AnalyteDataTable{A, S, N, T} can be constructed in the following ways:

AnalyteDataTable(analytecol::Symbol, sampletype::TypeOrFn, table; samplename = setdiff(propertynames(table), [analytecol]))
AnalyteDataTable(table, analytecol::Symbol, sampletype::TypeOrFn; samplename = setdiff(propertynames(table), [analytecol]))
AnalyteDataTable(analytecol::Symbol, table; samplename = setdiff(propertynames(table), [analytecol]))
AnalyteDataTable(table, analytecol::Symbol; samplename = setdiff(propertynames(table), [analytecol]))

analaytename and samplename will be converted to a vector of string, and then converted to the desired type using cqaconvert(analytetype, analaytename) and cqaconvert(sampletype, samplename).

AnalysisMethod

AnalysisMethod{A, M, C, D} is used for storing method, containing all analytes, their internal standards and calibration curve setting, and data for fitting calibration curve.

Property	Description
`analytetable`	`M <: Table` with at least 3 columns, `analytes` identical to property `analytes`, `isd`, matching each analyte to index of its internal standard, and `calibration` matching each analyte to index of other analyte for fitting its calibration curve. `-1` indicates the analyte itself is internal standard, and `0` indicates no internal standard. For example, a row `(analytes = AnalyteX, isd = 2, calibration = 3)` means that internal standard of `AnalyteX` is the second analyte, and it will be quantified using calibration curve of the third analyte.
`signal`	`Symbol`, propertyname for extracting signal data from an `AnalysisTable`
`pointlevel`	`Vector{Int}` matching each point to level. It can be empty if there is only one level in `conctable`.
`conctable`	`C <: AbstractDataTable{A, Int}` containing concentration data for each level. Sample names must be symbol or string of integers for multiple levels.
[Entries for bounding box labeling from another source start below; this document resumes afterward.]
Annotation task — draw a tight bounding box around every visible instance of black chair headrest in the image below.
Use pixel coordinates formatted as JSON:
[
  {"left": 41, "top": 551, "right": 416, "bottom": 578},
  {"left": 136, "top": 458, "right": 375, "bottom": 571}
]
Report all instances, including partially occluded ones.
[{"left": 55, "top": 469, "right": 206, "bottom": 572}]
One level indicates using `SingleCalibration`.
`signaltable`	`D <: AbstractDataTable{A, S}` containig signal for each point. It can be `nothing` if signal data is unecessary.
`analyte`	`AbstractVector{A}`, analytes in user-defined types.
`isd`	`AbstractVector{<: A}` that each analytes are internal standards.
`nonisd`	`AbstractVector{<: A}` that each analytes are not internal standards.
`point`	`AbstractVector{S}`, calibration points, identical to `signaltable.samples`. If `signaltable` is `nothing`, this value is `nothing` too.
`level`	`AbstractVector{Int}`, calibration levels, identical to `conctable.samples`.

Constructors of AnalysisMethod:

AnalysisMethod(analytetable::Table, signal::Symbol, pointlevel::Vector{Int}, conctable::AbstractDataTable{A, Int}, signaltable::Union{AbstractDataTable, Nothing})
AnalysisMethod(conctable::AbstractDataTable{A, Int}, signaltable::SampleDataTable, signal::Symbol, levelname::Symbol; kwargs...)
AnalysisMethod(conctable::AbstractDataTable{A, Int}, signaltable::Nothing, signal::Symbol; kwargs...)
AnalysisMethod(conctable::AbstractDataTable, signaltable::Union{AbstractDataTable, Nothing}, signal::Symbol, pointlevel::AbstractVector{Int}; kwargs...)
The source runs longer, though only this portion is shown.